Nikola Richter: Ich lese seit einigen Jahren gerne eBooks am Smartphone, aber mir fehlte das deutschsprachige, kürzere, anspruchsvollere Programm. Also dachte ich, dann biete ich das selbst an. Zudem interessiert mich auch, die Netz-Texte, die es schon gibt, verlegerisch aufzubereiten und anderen Lesern zugänglich zu machen.
Zoë Beck: Die Idee, CULTurBOOKS zu gründen, kommt aus dem Wunsch, richtig gute Texte verfügbar zu machen, die aus unterschiedlichen Gründen nicht (mehr) aufgelegt werden. Kurztexte zum Beispiel haben es im klassischen Printverlag sehr schwer. Experimentelle oder nicht genrekonforme Geschichten ebenso. Da wollen wir Sichtbarkeit und Verfügbarkeit von Texten schaffen, die wir toll finden, und ihnen eine Chance auf dem Markt geben. Wir setzen entschieden auf Originale von (auch internationalen) Autoren, die gerne mit uns zusammenarbeiten wollen und sich mehr kreative Synergien von unserer Programmkompetenz versprechen, als ihnen das Standard-Publishing bieten kann. Wir haben als weiteres Programmsegment noch vergriffene Texte, die (noch) nicht als eBook erhältlich sind und die wir wieder verfügbar machen. Außerdem Kooperationen mit ausgewählten Verlagen, die selbst keine eBooks produzieren oder um deren eBook-Lizenzen wir uns kümmern.
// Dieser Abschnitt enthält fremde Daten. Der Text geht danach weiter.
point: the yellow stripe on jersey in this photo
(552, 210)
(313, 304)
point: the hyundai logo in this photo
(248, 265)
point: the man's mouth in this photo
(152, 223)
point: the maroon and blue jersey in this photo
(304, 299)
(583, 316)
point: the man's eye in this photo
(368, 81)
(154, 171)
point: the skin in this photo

Jasper Nicolaisen: Über die Jahre wurde unsere Unzufriedenheit mit den Möglichkeiten für Autorinnen und Autoren immer größer. Große Publikumsverlage setzen in diesen unsicheren Zeiten immer mehr auf Bücher, die so sind wie Bücher, die schon mal erfolgreich waren. Wir wollten uns für Bücher einsetzen, die wir gut finden, für Texte, die es unserer Meinung nach verdient haben und die gerade nicht sind wie alle anderen auch. Und wir wollten Autoren und Autorinnen nicht nur als Vertragspartner sehen, die uns einen Programmplatz füllen, sondern als geschätzte Künstler. Nicht zuletzt sollten sie auch finanziell fair behandelt werden und weitgehende Rechte an ihrer Kunst behalten. Noch einen dritten Grund gab es: Wir hatten die Nase ein bisschen voll von Wälzern, Schinken und endlosen Reihen – die entspringen ja auch oft dem Sicherheitsdenken. Uns gefielen knappe, konzentrierte Geschichten besser, die sagen, was sie zu sagen haben, und dann aufhören, wenn es richtig ist.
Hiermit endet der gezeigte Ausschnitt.